# Eat like a chimp---their diet



## Victor (Nov 13, 2020)

According to Save The Chimps  they have a new diet
in their sanctuary. No joke.  Sugary drinks eliminated.

Breakfast:   Mango, tomato, scoop of chow     Lunch: Pear, cucumber, red leaf lettuce, chow
    Dinner: Banana, onion, eggplant, chow

I get the Chimp News delivered.   Want to try the diet?


----------



## Pinky (Nov 13, 2020)

Other than the chow, it sounds pretty good .. except for onion, which I can only take in small amounts.


----------



## Knight (Nov 13, 2020)

Evolution in reverse?


----------



## fmdog44 (Nov 13, 2020)

I gave up swinging in trees for exercise when I hit 55.


----------



## Ruthanne (Nov 13, 2020)

Yummy diet for them!  I like some of those things, too, like banana, onion, mango, pear, cucumber.


----------



## terry123 (Nov 13, 2020)

I like the diet but I would have to have my one can of vanilla coke even though I don't finish a whole can.


----------



## Rosemarie (Nov 13, 2020)

In the wild, chimps also kill and eat other animals.
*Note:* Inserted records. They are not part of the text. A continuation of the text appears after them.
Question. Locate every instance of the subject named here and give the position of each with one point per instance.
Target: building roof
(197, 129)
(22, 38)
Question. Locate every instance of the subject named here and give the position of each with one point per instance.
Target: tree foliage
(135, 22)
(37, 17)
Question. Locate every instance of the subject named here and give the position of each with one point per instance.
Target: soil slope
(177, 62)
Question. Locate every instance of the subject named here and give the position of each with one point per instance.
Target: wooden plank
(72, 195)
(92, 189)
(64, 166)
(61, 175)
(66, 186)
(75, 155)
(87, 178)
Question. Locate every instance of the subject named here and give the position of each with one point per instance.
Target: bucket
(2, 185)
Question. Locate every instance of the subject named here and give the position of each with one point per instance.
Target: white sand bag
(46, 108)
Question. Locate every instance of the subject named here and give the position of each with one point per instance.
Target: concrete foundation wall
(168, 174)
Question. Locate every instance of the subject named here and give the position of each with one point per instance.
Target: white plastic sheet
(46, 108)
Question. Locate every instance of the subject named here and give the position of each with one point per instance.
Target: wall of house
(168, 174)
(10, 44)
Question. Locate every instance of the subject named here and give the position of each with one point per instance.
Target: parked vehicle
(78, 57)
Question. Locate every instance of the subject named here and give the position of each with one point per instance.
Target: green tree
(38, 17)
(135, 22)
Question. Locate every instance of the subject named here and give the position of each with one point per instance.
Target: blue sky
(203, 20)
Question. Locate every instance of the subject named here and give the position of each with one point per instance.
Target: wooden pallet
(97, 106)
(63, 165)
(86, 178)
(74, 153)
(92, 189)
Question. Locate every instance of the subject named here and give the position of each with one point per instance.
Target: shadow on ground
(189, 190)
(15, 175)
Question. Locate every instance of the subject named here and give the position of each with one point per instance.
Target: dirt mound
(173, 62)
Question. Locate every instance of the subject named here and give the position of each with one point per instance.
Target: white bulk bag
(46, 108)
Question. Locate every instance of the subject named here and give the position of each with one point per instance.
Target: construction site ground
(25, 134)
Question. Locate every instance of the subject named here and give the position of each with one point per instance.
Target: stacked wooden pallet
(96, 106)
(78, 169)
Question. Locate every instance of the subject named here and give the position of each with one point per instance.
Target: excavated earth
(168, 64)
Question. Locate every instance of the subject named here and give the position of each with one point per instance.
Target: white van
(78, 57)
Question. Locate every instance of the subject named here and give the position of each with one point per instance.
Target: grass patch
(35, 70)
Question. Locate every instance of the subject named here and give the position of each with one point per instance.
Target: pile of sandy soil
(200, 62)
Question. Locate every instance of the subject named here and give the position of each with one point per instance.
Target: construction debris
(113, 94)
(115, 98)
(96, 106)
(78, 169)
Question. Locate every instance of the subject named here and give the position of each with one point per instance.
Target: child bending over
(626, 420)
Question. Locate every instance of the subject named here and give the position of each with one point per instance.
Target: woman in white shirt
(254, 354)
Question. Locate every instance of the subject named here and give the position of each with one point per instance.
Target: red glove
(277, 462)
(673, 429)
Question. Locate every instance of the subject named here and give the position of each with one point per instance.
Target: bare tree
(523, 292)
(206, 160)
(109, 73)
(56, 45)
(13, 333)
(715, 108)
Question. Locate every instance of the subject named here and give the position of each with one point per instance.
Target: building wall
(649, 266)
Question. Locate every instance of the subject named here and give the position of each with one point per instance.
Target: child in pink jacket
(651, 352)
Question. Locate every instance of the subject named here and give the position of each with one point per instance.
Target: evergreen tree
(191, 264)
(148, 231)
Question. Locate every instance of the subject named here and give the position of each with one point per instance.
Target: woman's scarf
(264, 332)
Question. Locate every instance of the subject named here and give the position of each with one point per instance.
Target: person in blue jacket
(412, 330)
They especially like monkeys.


----------



## Victor (Nov 14, 2020)

I read that it costs over $16,000 a year to shelter and feed 1 chimp.


----------



## Victor (Nov 14, 2020)

terry123 said:


> I like the diet but I would have to have my one can of vanilla coke even though I don't finish a whole can.


Do they still make vanilla coke?  I havent seen it lately where I shop.


----------



## Autumn (Nov 15, 2020)

I love veggies and fruits...but I'm a little suspicious of "chow"...if it's anything like Purina Cat Chow, I'll pass...


----------